1º VICE-PRES. TIAGO DIORD ILHA: Encaminhamento Ver. Fabiano André Piccoli.

VER. FABIANO PICCOLI: Obrigado Presidente. Como sugestão e encaminhamento após essa reunião que terá com a ONG. De sentar com a Administração, sentar com a Secretária de Saúde, com o gestor lá do canil. Porque nós temos alguns problemas que são de simples solução, como a questão da água dentro dos canis, que após uma chuva ou, é eles não deveriam estar ali naquele local para apanhar chuva, então uma mudança dos espaços, e outros que são mais graves de uma analise mais profunda.

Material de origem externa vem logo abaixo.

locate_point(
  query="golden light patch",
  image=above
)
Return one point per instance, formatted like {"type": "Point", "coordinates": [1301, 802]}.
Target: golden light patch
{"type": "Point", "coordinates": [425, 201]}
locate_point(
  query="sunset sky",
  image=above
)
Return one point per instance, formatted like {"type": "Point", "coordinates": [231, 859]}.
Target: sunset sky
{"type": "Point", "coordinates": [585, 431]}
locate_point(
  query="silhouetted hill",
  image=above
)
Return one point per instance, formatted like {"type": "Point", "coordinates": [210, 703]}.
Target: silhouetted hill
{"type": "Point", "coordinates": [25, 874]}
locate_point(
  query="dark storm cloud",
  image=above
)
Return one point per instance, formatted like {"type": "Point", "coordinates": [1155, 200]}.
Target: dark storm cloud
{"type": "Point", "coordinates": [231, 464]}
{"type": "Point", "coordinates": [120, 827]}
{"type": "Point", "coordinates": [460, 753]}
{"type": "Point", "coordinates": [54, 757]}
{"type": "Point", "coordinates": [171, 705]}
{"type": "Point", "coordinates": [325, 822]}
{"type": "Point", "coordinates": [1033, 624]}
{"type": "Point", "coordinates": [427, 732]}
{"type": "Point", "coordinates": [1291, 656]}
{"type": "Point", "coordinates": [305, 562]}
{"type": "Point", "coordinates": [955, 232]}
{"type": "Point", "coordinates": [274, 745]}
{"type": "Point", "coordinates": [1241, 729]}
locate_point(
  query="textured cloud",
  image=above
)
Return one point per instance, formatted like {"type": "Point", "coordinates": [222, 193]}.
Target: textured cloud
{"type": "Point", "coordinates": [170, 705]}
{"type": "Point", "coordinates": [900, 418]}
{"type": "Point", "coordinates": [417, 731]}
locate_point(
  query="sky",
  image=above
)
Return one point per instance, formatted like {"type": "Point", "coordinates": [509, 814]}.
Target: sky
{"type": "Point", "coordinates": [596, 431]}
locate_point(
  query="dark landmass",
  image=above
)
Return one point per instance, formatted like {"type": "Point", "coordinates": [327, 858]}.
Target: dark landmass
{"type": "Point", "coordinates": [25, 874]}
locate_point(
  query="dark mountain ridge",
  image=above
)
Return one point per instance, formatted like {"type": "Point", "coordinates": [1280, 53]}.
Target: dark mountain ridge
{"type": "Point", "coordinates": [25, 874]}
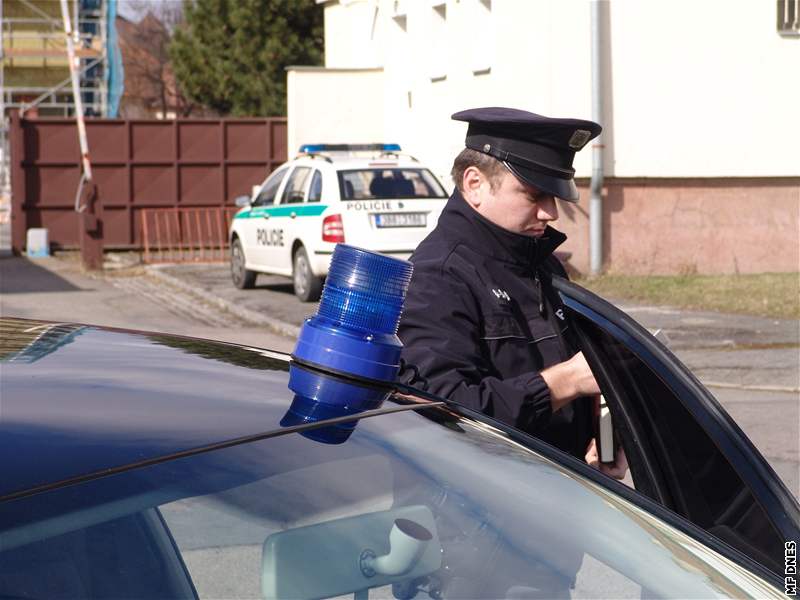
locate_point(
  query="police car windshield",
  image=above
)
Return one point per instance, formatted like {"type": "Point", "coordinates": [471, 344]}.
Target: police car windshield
{"type": "Point", "coordinates": [387, 183]}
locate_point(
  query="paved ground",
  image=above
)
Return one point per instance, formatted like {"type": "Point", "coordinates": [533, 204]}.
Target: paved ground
{"type": "Point", "coordinates": [57, 290]}
{"type": "Point", "coordinates": [751, 364]}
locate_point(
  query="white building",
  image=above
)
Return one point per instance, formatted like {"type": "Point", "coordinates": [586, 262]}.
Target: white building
{"type": "Point", "coordinates": [701, 110]}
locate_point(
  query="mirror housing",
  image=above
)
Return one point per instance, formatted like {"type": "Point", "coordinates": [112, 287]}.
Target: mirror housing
{"type": "Point", "coordinates": [328, 559]}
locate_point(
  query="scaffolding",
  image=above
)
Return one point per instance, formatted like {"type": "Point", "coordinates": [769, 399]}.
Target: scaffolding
{"type": "Point", "coordinates": [34, 68]}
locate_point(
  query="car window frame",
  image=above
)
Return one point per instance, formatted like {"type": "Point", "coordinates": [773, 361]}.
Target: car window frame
{"type": "Point", "coordinates": [288, 180]}
{"type": "Point", "coordinates": [767, 489]}
{"type": "Point", "coordinates": [316, 174]}
{"type": "Point", "coordinates": [280, 173]}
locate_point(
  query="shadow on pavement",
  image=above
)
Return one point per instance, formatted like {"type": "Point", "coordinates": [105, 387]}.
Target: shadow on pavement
{"type": "Point", "coordinates": [283, 288]}
{"type": "Point", "coordinates": [20, 275]}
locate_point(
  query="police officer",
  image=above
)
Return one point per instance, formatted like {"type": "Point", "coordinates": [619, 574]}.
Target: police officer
{"type": "Point", "coordinates": [482, 322]}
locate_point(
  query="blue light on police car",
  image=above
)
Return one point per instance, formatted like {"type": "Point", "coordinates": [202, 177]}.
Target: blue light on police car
{"type": "Point", "coordinates": [315, 148]}
{"type": "Point", "coordinates": [355, 329]}
{"type": "Point", "coordinates": [319, 397]}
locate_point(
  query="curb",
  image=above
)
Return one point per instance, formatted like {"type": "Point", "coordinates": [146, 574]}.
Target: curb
{"type": "Point", "coordinates": [251, 316]}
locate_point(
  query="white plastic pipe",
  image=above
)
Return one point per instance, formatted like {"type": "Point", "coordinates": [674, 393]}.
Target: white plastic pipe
{"type": "Point", "coordinates": [596, 196]}
{"type": "Point", "coordinates": [76, 92]}
{"type": "Point", "coordinates": [407, 542]}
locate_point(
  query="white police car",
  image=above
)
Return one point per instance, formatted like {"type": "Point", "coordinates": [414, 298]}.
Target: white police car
{"type": "Point", "coordinates": [368, 195]}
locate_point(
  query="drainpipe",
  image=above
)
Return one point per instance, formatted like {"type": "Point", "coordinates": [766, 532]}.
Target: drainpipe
{"type": "Point", "coordinates": [596, 190]}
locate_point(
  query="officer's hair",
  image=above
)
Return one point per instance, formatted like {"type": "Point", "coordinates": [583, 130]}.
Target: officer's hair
{"type": "Point", "coordinates": [492, 168]}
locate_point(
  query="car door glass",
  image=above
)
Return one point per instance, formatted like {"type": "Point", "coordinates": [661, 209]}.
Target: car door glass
{"type": "Point", "coordinates": [315, 191]}
{"type": "Point", "coordinates": [674, 460]}
{"type": "Point", "coordinates": [266, 196]}
{"type": "Point", "coordinates": [294, 192]}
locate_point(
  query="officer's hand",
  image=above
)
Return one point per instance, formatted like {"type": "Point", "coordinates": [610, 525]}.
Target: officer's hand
{"type": "Point", "coordinates": [585, 383]}
{"type": "Point", "coordinates": [569, 380]}
{"type": "Point", "coordinates": [617, 469]}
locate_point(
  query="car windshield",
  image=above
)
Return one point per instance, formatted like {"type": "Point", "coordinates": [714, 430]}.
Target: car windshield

Uma morte dos animais por infecção e tudo mais. Então que já fique encaminhado também uma reunião depois com a gestão desse espaço para que o problema não fique só aqui, mas seja solucionado. Obrigado Senhor Presidente.

1º VICE-PRES. TIAGO DIORD ILHA: Sem dúvida. Acho que esse encaminhamento é mais ou menos o que nós estávamos conversando e depois a Vereadora Presidente da Frente vai fazer os encaminhamentos junto com a Presidência da Casa para convidar todos os interessados. Bom gostaria apenas de agradecer as pessoas que nos acompanham em casa, agradecer a todos os Senhores pela educação que vocês tiveram de ficar até o final dessa Sessão. E a nossa Sessão hoje como todos aqui lembraram, nós temos aqui lideranças, Ex-vereadores, Presidentes desta Casa que fizeram a história. O Observatório que vem fazendo um trabalho importante para auxiliar também o nosso trabalho. Enfim as lideranças comunitárias e a todos vocês e a todos nossos colegas Vereadores. Nada mais a ser tratado na noite de hoje, em nome de DEUS, declaro encerrado os trabalhos dessa Sessão. Uma boa noite a todos.

 

 

 

 

 

Tiago Diordi Ilha

Vereador 1º Vice-Presidente

 

 

 

 

 

Odair José Sobierai

Vereador 1º Secretário

OBS: Gravação, digitação e revisão de atas: Assessoria Legislativa.